La cobertura de la violencia no es nada fácil para los medios de comunicación, no solo por los riesgos que asumen los periodistas, sino porque existe una línea muy delgada entre informar con equilibrio, caer en el sensacionalismo o hacer apología del delito.
El hallazgo de 49 cadáveres descuartizados en un camino de Monterrey, el bombazo terrorista contra un ex ministro en el centro de Bogotá y las víctimas mortales en motines de cárceles hondureñas y venezolanas, son algunos de los hechos que en estos días desafiaron las políticas editoriales de los medios. No solo debieron sopesar cómo publicar, sino cómo lo haría la competencia y cómo se propagarían los hechos por las redes sociales, preocupación adicional inexistente hace unos años.
Pero la decisión se torna más difícil, cuando los medios son blanco directo de esa violencia, por lo que deben adoptar decisiones editoriales a veces contrarias a sus propios objetivos informativos, como ocurrió con el diario mexicano El Mañana, de Nuevo Laredo.
Dos días después de sufrir un atentado con metralleta y explosivos, El Mañana anunció en un editorial, que se abstendría de publicar información sobre las disputas violentas entre los carteles del narcotráfico. En un ambiente de impunidad, el diario razonó que la autocensura es la única forma para blindar a los periodistas; considerando, además, que ya ha sufrido otros atentados y que en 2004 fue asesinado su director editorial.

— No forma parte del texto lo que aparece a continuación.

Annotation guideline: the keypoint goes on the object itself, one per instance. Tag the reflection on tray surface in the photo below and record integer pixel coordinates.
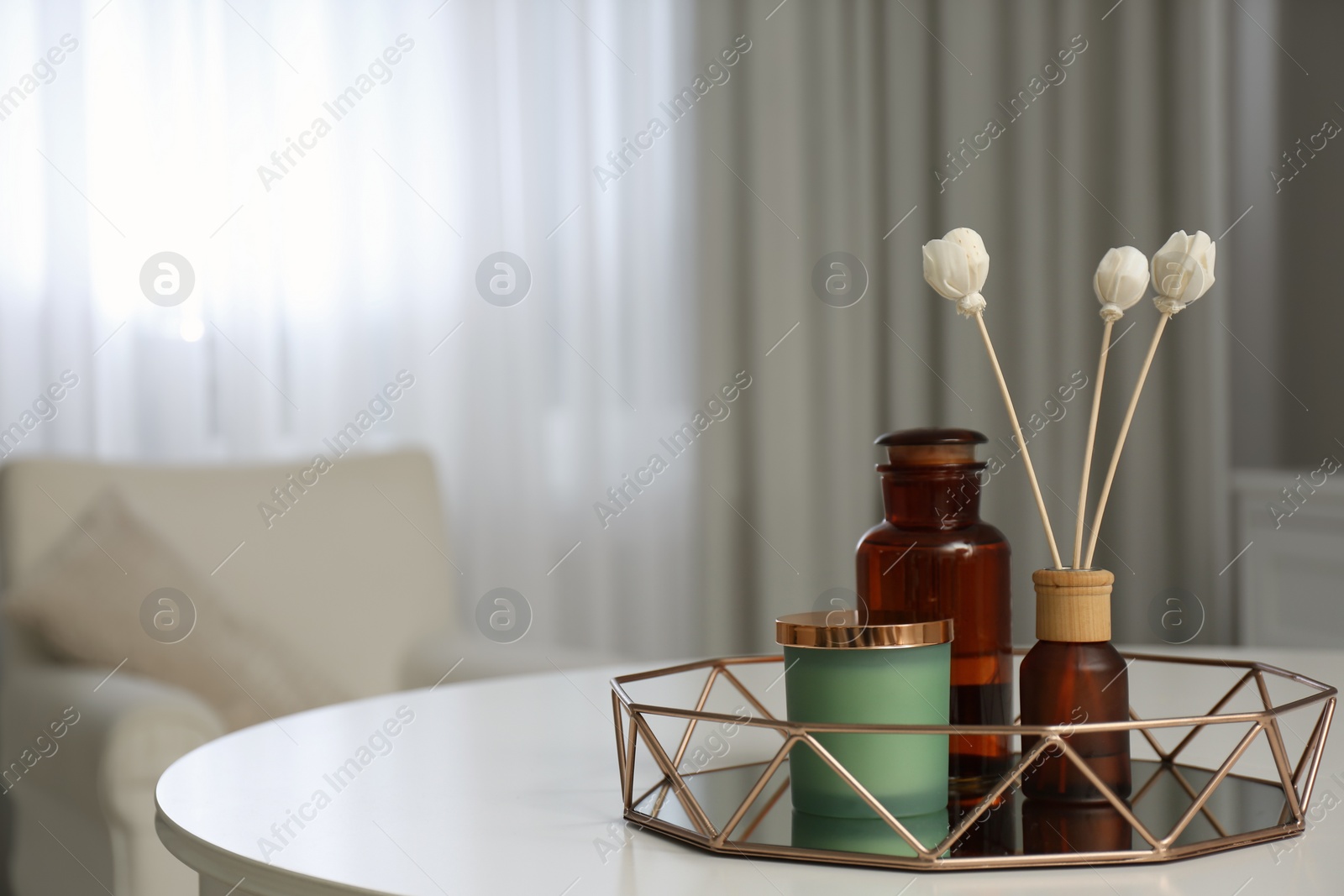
(1011, 826)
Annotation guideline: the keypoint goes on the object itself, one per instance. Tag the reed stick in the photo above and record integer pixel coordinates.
(1124, 432)
(1021, 443)
(1092, 441)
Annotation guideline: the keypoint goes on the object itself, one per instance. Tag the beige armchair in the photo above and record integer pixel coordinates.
(356, 571)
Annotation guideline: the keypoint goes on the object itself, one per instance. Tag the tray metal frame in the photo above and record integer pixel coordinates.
(1296, 781)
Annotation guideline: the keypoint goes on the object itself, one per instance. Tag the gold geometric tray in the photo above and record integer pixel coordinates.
(674, 754)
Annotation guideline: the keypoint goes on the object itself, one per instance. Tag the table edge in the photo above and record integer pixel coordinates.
(225, 866)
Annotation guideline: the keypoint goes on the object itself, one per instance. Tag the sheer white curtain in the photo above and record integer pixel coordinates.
(329, 257)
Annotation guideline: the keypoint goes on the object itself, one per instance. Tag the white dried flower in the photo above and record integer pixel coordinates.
(956, 266)
(1120, 281)
(1183, 270)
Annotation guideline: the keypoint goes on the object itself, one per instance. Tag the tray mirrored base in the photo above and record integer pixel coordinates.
(1015, 832)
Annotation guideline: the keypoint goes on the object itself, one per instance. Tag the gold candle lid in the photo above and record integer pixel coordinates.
(844, 629)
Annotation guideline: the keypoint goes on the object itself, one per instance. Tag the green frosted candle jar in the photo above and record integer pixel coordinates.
(880, 672)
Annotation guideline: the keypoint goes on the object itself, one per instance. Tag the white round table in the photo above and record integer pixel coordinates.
(510, 786)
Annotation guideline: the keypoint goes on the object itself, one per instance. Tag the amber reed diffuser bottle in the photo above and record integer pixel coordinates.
(933, 558)
(1074, 676)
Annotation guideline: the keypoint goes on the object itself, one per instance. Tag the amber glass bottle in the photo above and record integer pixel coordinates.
(932, 558)
(1074, 676)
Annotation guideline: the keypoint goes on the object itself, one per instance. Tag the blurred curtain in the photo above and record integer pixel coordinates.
(358, 257)
(660, 275)
(840, 125)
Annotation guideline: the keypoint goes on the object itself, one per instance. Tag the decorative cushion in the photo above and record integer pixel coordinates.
(113, 590)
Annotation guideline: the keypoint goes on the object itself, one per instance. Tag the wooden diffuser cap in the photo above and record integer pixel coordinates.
(1073, 605)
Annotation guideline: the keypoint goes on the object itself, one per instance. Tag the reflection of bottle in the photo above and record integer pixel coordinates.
(932, 558)
(1073, 828)
(867, 835)
(1074, 676)
(995, 833)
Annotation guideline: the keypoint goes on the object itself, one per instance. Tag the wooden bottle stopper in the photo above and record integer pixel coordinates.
(1073, 605)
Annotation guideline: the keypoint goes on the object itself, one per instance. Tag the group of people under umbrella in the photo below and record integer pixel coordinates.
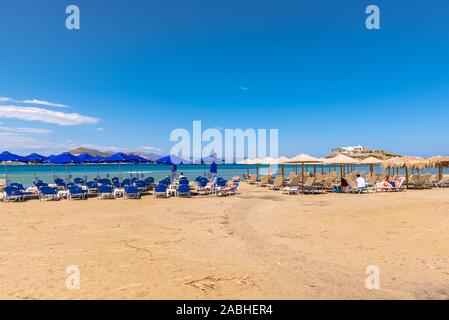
(347, 164)
(67, 158)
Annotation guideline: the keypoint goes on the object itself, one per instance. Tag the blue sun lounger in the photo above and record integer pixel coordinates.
(184, 191)
(11, 193)
(47, 193)
(92, 187)
(75, 192)
(105, 192)
(131, 192)
(140, 185)
(161, 190)
(79, 181)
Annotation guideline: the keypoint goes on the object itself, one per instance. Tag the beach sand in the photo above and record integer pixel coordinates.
(260, 244)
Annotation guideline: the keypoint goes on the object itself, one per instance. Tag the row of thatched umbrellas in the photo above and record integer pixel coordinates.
(406, 162)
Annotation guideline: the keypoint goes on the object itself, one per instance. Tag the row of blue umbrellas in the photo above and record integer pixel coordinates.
(68, 158)
(85, 158)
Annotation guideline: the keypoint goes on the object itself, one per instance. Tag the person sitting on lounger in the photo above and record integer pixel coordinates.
(390, 181)
(361, 182)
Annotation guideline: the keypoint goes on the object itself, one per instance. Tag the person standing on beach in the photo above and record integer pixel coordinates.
(361, 183)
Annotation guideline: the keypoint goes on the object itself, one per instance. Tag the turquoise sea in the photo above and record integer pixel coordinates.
(25, 174)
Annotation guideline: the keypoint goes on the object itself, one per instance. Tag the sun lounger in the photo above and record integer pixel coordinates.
(293, 186)
(11, 193)
(385, 187)
(131, 192)
(253, 179)
(105, 192)
(161, 190)
(92, 187)
(79, 181)
(310, 186)
(47, 193)
(353, 188)
(184, 190)
(75, 192)
(419, 181)
(140, 185)
(277, 184)
(444, 182)
(264, 181)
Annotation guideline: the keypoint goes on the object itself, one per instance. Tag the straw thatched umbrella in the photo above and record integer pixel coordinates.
(341, 160)
(268, 161)
(282, 161)
(407, 162)
(371, 161)
(303, 159)
(440, 162)
(256, 162)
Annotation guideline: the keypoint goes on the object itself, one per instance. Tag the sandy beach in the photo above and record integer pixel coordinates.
(260, 244)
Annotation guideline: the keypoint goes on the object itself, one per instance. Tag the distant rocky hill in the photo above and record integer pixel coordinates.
(93, 152)
(147, 155)
(360, 152)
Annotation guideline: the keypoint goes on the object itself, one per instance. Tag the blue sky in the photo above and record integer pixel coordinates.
(139, 69)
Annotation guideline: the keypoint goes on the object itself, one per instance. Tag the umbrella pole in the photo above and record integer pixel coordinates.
(406, 176)
(302, 174)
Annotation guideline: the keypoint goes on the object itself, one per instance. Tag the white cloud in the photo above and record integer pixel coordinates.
(36, 131)
(151, 149)
(45, 103)
(21, 144)
(44, 115)
(34, 101)
(5, 99)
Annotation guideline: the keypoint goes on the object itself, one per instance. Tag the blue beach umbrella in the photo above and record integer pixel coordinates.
(35, 159)
(139, 160)
(173, 161)
(120, 158)
(65, 159)
(6, 157)
(213, 168)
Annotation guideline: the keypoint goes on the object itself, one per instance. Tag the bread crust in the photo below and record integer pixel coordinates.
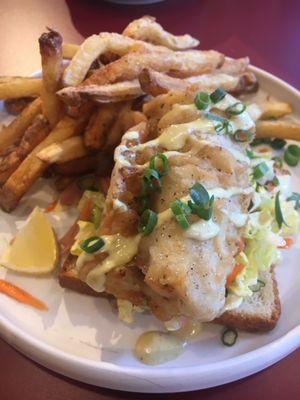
(246, 322)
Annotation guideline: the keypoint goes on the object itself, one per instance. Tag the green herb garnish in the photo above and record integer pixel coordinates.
(235, 109)
(278, 213)
(148, 221)
(217, 95)
(292, 155)
(260, 170)
(181, 210)
(92, 244)
(296, 198)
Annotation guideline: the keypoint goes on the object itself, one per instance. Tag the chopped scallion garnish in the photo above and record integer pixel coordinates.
(181, 210)
(217, 95)
(235, 109)
(151, 180)
(277, 162)
(202, 100)
(260, 170)
(92, 244)
(214, 117)
(292, 155)
(296, 198)
(148, 221)
(278, 213)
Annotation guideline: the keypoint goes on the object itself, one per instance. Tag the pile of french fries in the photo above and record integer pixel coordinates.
(70, 120)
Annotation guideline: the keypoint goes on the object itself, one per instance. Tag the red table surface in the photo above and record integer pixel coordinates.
(267, 31)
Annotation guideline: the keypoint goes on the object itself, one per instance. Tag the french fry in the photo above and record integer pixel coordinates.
(275, 109)
(99, 123)
(32, 167)
(97, 45)
(14, 131)
(120, 91)
(33, 135)
(126, 119)
(100, 163)
(13, 87)
(69, 50)
(52, 68)
(180, 64)
(156, 83)
(16, 106)
(147, 29)
(67, 150)
(279, 129)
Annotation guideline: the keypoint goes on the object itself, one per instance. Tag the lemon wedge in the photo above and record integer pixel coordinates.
(33, 250)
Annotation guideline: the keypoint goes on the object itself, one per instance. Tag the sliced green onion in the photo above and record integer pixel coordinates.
(202, 100)
(277, 162)
(226, 125)
(180, 210)
(235, 109)
(229, 337)
(260, 170)
(242, 135)
(213, 117)
(96, 215)
(217, 95)
(250, 153)
(203, 211)
(92, 244)
(165, 164)
(292, 155)
(151, 181)
(259, 285)
(275, 181)
(278, 143)
(278, 212)
(148, 220)
(259, 141)
(199, 194)
(296, 198)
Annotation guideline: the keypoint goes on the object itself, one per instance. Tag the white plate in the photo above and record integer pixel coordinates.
(81, 337)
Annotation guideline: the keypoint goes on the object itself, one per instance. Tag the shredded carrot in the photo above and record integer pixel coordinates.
(20, 295)
(104, 184)
(51, 206)
(231, 277)
(288, 243)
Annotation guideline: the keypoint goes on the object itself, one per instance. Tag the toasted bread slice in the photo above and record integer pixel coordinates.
(68, 278)
(259, 313)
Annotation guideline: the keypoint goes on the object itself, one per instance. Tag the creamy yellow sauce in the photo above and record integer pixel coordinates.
(155, 347)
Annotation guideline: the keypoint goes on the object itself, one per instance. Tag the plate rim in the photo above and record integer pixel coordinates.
(64, 363)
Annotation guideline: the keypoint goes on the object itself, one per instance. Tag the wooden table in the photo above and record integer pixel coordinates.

El Mañana también justificó su decisión para evitar la manipulación de los narcotraficantes, quienes en la divulgación de la violencia consiguen su objetivo de amedrentar a toda la sociedad y afirmar su dominio.
Decisión parecida adoptó esta semana el diario colombiano El Espectador, que tras el intento de asesinato del ex ministro y periodista Fernando Londoño Hoyos, se negó a publicar la noticia en su portada. En cambio, colocó un cintillo con fondo negro arriba de su logotipo en el que se leía “NO al terrorismo”.

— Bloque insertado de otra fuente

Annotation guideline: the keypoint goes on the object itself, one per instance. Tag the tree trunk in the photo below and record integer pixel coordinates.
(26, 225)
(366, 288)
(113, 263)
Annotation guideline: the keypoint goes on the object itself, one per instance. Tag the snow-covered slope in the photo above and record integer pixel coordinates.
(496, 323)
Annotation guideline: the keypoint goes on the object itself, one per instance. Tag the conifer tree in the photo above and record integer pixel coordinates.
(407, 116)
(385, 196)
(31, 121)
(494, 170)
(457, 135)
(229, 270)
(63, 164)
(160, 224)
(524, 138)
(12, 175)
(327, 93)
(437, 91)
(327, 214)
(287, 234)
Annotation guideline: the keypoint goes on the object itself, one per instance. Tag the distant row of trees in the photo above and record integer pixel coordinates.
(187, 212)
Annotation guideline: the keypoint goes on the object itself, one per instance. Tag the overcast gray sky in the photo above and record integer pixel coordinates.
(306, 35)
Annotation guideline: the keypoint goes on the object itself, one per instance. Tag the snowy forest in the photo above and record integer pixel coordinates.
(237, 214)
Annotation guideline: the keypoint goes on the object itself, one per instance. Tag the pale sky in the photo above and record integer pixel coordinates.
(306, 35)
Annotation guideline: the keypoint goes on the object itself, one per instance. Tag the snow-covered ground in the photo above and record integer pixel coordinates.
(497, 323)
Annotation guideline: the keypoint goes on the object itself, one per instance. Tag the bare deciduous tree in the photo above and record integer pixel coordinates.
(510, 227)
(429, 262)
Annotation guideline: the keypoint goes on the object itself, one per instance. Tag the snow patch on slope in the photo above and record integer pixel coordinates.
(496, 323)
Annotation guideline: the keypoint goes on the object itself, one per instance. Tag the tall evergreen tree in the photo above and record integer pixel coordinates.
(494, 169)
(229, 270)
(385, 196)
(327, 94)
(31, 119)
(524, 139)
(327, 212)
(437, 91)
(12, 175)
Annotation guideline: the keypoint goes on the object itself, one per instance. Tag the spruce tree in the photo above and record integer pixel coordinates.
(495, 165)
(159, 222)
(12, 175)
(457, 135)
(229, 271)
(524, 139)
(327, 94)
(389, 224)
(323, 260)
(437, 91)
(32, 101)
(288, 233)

Podrá argumentarse que esa decisión fue irrelevante en materia noticiosa si se considera que los detalles del atentado se desparramaron por otros medios y en las redes sociales, hasta con videos de teléfonos móviles capturados por los transeúntes. Sin embargo, la valía de la actitud editorial de El Espectador de no publicitar ese acto de terror, radica en su mensaje político frente a la violencia.
Similar al que adoptó en febrero, cuando decidió no publicar sobre atentados de las FARC en tres ciudades del interior o cuando en 1986 lideró un apagón informativo de un día que adoptaron todos los medios colombianos, en protesta por el asesinato de su director, Guillermo Cano, ordenado por Pablo Escobar.

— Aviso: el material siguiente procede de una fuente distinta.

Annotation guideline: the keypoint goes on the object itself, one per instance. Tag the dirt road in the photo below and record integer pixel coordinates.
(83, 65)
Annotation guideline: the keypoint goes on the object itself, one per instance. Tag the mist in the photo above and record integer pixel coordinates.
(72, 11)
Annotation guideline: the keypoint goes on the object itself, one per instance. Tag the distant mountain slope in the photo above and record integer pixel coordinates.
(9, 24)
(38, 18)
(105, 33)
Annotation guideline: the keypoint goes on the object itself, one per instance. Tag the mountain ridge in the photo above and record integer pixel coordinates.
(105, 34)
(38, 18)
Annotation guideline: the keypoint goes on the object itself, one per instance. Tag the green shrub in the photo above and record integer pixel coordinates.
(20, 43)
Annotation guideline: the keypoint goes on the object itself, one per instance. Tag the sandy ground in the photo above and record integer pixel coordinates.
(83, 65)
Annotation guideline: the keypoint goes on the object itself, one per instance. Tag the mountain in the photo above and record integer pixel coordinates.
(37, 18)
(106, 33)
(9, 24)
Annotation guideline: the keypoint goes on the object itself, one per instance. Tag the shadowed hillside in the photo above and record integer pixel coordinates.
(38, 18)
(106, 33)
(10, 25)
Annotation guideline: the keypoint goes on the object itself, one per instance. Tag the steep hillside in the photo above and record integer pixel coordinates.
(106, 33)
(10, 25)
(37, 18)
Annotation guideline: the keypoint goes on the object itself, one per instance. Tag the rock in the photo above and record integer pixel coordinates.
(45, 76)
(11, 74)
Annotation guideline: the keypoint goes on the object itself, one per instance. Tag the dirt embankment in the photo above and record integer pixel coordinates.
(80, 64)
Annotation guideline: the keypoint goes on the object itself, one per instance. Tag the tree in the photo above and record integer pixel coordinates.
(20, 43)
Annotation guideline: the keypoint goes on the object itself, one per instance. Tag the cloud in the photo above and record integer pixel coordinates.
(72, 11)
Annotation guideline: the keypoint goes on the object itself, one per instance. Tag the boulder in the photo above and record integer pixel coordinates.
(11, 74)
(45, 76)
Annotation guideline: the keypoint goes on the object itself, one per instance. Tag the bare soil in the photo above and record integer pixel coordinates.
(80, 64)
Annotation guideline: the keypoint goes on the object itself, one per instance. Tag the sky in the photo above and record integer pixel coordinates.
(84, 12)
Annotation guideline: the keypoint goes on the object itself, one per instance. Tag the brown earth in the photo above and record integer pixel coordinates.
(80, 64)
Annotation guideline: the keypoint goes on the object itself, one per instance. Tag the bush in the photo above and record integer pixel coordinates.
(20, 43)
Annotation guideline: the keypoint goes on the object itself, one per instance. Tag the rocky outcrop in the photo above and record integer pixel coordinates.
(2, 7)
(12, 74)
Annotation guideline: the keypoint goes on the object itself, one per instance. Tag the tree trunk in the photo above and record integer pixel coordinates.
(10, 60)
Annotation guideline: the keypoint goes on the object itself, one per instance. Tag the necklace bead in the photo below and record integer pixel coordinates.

Las decisiones editoriales no están exentas de provocar pérdida de credibilidad, ahuyentar a las audiencias o hasta provocar sanciones económicas y castigos legales. Por eso, muchos medios tratan de prevenir situaciones engorrosas con conductas de autorregulación, como lo hizo el diario salvadoreño La Prensa Gráfica, que en 2005 adoptó un manual de estilo para lidiar mejor con la publicación de hechos violentos.
Estas políticas por lo general no impiden publicar los hechos, sino asumirlos desde otra perspectiva. Recuerdo que tras el atentado terrorista contra el metro en Londres en 2005, un tabloide británico se diferenció del resto, con una plácida fotografía de un estacionamiento atestado de automóviles que no habían sido recogidos por las víctimas. Bajo el titular “El Día después”, su mensaje fue más potente que las demás portadas llenas de sangre, escombros e hierros retorcidos.
En Venezuela, en cambio, los medios no tienen mucho margen de maniobra. La autoridad aplicó la ley para censurar a El Nacional por publicar fotos de una morgue e impuso una multa millonaria a Globovisión, por mostrar imágenes de un motín carcelario. En Ecuador, una ley de Comunicación prevé cerrar aquellos medios que el gobierno considere que propagan la violencia, lo que, en un clima tan politizado, equivale a implantar la censura oficial.
Si bien el sensacionalismo puede disgustar a muchos, lo importante es permitir que los medios puedan asumir sus propias decisiones. En la pluralidad y diversidad de posturas editoriales, más que en la uniformidad que busca la censura, podrán encontrarse las mejores respuestas a la violencia.